Answer:
The power required to overcome rolling resistance and aerodynamic drag is 19.623 h.p.
Explanation:
Let suppose that vehicle is moving at constant velocity. By Newton's Law of Motion, the force given by engine must be equal to the sum of the rolling resistance and the aerodynamic drag force of the air. And by definition of power, we have the following formula:
[tex]\dot W = \left(f\cdot W +\frac{\rho\cdot C_{D}\cdot A\cdot v^{2}}{2\cdot g_{c}} \right)\cdot v[/tex] (1)
Where:
[tex]\dot W[/tex]- Power, in pounds-force-feet per second.
[tex]f[/tex] - Rolling resistance coefficient, no unit.
[tex]W[/tex] - Weight of the passanger car, in pounds-force.
[tex]\rho[/tex] - Density of air, in pounds-mass per cubic feet.
[tex]C_{D}[/tex] - Drag coefficient, no unit.
[tex]A[/tex] - Projected frontal area, in square feet.
[tex]v[/tex] - Vehicle speed, in feet per second.
[tex]g_{c}[/tex] - Pound-mass to pound-force ratio, in pounds-mass to pound-force.

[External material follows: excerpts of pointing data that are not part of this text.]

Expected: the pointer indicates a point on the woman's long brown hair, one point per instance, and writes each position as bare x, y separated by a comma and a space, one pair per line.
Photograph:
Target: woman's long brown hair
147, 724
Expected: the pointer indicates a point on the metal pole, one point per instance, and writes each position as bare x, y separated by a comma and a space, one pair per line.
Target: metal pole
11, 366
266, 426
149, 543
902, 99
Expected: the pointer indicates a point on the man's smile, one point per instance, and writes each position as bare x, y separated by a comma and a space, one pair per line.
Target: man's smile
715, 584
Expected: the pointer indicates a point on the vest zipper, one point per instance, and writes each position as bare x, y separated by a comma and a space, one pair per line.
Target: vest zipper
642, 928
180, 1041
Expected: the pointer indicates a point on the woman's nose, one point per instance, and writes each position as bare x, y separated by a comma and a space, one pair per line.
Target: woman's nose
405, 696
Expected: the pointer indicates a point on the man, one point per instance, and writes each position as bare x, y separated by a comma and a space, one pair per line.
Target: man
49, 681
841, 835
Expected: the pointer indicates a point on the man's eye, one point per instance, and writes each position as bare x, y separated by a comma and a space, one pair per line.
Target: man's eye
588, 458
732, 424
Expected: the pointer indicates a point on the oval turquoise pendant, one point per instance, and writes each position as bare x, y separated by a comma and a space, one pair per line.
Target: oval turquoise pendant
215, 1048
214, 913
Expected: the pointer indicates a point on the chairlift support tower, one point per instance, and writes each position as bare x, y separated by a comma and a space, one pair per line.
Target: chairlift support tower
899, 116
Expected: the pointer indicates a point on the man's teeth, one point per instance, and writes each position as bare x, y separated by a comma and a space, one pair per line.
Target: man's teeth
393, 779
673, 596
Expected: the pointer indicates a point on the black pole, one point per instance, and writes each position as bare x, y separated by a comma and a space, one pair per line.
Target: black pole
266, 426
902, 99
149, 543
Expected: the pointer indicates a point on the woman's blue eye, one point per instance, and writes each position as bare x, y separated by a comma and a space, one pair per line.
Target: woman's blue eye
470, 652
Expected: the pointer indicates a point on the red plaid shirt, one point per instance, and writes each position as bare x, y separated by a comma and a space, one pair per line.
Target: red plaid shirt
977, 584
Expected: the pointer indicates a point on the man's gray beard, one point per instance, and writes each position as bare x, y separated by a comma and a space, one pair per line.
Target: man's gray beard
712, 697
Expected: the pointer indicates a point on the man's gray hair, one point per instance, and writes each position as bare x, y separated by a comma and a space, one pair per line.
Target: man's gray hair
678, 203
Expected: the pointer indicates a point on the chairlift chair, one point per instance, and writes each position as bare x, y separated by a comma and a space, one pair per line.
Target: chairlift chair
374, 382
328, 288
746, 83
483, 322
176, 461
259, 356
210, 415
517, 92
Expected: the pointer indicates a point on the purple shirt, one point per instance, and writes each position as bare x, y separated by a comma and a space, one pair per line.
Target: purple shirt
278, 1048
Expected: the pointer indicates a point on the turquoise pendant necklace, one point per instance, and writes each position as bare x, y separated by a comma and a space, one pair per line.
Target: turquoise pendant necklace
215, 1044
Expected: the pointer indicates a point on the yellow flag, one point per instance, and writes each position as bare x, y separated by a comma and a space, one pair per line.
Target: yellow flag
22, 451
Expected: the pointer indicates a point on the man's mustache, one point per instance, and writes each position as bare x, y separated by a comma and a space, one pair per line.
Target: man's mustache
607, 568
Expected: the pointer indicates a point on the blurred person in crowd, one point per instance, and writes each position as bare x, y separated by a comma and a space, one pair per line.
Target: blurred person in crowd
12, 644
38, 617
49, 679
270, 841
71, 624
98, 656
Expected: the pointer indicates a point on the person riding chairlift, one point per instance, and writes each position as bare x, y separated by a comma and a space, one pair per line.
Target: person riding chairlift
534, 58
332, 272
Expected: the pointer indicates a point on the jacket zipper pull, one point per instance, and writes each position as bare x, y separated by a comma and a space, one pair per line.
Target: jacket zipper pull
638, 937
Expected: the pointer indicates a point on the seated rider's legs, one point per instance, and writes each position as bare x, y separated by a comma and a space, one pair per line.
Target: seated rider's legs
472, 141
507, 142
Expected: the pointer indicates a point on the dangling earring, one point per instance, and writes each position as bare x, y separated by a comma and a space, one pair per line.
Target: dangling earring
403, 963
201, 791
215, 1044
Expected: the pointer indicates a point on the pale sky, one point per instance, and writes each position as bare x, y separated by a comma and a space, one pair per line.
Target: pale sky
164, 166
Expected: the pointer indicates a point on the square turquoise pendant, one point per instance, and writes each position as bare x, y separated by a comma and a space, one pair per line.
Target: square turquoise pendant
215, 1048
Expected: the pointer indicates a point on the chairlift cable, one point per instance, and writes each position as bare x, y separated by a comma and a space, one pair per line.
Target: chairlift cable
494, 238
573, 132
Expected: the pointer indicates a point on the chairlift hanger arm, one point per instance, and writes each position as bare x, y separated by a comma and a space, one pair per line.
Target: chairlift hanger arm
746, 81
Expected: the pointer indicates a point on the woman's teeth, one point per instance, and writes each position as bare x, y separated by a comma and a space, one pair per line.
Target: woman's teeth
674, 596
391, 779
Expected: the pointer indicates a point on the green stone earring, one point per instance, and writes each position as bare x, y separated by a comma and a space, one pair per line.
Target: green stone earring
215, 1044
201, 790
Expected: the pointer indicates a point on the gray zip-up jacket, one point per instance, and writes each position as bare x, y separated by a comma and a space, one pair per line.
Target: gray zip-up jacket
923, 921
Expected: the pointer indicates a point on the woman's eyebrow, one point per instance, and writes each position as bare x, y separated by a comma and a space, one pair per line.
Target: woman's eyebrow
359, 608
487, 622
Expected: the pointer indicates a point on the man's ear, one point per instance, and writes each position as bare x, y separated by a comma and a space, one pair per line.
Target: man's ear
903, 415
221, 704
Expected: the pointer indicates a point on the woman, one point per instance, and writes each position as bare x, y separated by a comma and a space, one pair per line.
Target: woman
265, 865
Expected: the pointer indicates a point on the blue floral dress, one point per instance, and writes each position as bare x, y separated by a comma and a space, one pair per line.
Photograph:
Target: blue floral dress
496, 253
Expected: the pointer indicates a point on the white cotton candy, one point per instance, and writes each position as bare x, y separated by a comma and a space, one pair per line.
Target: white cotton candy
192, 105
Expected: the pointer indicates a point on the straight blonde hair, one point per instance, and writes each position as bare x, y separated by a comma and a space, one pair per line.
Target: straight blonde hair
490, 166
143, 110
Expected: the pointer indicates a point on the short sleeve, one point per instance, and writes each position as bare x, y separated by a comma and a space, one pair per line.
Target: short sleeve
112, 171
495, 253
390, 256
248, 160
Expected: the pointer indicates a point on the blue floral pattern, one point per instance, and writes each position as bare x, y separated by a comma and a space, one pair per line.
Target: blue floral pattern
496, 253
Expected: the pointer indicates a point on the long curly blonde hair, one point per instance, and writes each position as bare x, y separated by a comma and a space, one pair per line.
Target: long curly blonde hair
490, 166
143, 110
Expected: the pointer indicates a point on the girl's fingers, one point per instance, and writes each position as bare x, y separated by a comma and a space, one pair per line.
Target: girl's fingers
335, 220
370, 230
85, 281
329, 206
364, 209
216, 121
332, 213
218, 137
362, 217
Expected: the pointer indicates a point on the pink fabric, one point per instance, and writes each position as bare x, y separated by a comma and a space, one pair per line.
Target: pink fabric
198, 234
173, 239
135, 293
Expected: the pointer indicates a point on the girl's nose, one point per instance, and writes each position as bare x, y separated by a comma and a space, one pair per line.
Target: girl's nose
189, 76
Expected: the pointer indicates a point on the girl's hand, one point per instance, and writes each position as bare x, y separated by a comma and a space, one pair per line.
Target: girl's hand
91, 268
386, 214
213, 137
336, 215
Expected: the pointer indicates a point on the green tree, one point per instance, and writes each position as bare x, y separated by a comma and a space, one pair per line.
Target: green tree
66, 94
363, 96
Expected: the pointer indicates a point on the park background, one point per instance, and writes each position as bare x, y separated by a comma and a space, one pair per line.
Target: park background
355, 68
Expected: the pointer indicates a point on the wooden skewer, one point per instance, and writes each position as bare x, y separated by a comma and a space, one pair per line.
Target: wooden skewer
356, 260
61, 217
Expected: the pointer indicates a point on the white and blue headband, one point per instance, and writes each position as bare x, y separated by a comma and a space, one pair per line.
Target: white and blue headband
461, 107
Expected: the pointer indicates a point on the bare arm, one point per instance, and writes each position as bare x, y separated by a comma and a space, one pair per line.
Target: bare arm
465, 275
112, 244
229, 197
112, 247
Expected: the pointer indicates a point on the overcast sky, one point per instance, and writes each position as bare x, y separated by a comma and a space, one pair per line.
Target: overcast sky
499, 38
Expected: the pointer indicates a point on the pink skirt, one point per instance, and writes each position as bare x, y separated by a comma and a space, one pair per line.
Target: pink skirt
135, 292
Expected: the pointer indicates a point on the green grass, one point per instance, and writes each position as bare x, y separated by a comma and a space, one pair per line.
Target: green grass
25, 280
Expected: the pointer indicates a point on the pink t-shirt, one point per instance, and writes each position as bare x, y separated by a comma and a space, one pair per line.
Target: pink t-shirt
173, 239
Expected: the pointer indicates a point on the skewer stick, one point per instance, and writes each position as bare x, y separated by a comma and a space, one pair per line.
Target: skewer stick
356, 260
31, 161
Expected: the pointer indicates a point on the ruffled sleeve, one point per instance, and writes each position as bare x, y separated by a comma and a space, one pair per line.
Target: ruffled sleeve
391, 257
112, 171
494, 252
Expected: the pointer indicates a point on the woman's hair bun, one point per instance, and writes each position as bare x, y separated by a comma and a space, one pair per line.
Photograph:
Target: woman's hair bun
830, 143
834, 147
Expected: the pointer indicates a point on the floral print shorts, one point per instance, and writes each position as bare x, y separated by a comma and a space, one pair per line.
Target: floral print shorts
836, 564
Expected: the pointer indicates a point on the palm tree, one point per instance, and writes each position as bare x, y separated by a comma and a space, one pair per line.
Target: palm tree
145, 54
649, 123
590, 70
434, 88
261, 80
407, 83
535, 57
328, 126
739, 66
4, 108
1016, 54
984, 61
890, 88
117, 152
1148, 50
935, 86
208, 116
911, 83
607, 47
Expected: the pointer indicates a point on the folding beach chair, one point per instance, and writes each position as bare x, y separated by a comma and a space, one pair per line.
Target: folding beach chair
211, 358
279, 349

If we know that [tex]f = 0.02[/tex], [tex]W = 3,550\,lbf[/tex], [tex]\rho = 0.08\,\frac{lbm}{ft^{3}}[/tex], [tex]C_{D} = 0.34[/tex], [tex]A = 23.3\,ft^{2}[/tex], [tex]v = 80.685\,\frac{ft}{s}[/tex] and [tex]g_{c} = 32.174\,\frac{lbm}{lbf}[/tex], then the power required by the car is:
[tex]\dot W = \left(f\cdot W +\frac{\rho\cdot C_{D}\cdot A\cdot v^{2}}{2\cdot g_{c}} \right)\cdot v[/tex]
[tex]\dot W = 10901.941\,\frac{lbf\cdot ft}{s}[/tex]
[tex]\dot W = 19.623\,h.p.[/tex]
The power required to overcome rolling resistance and aerodynamic drag is 19.623 h.p.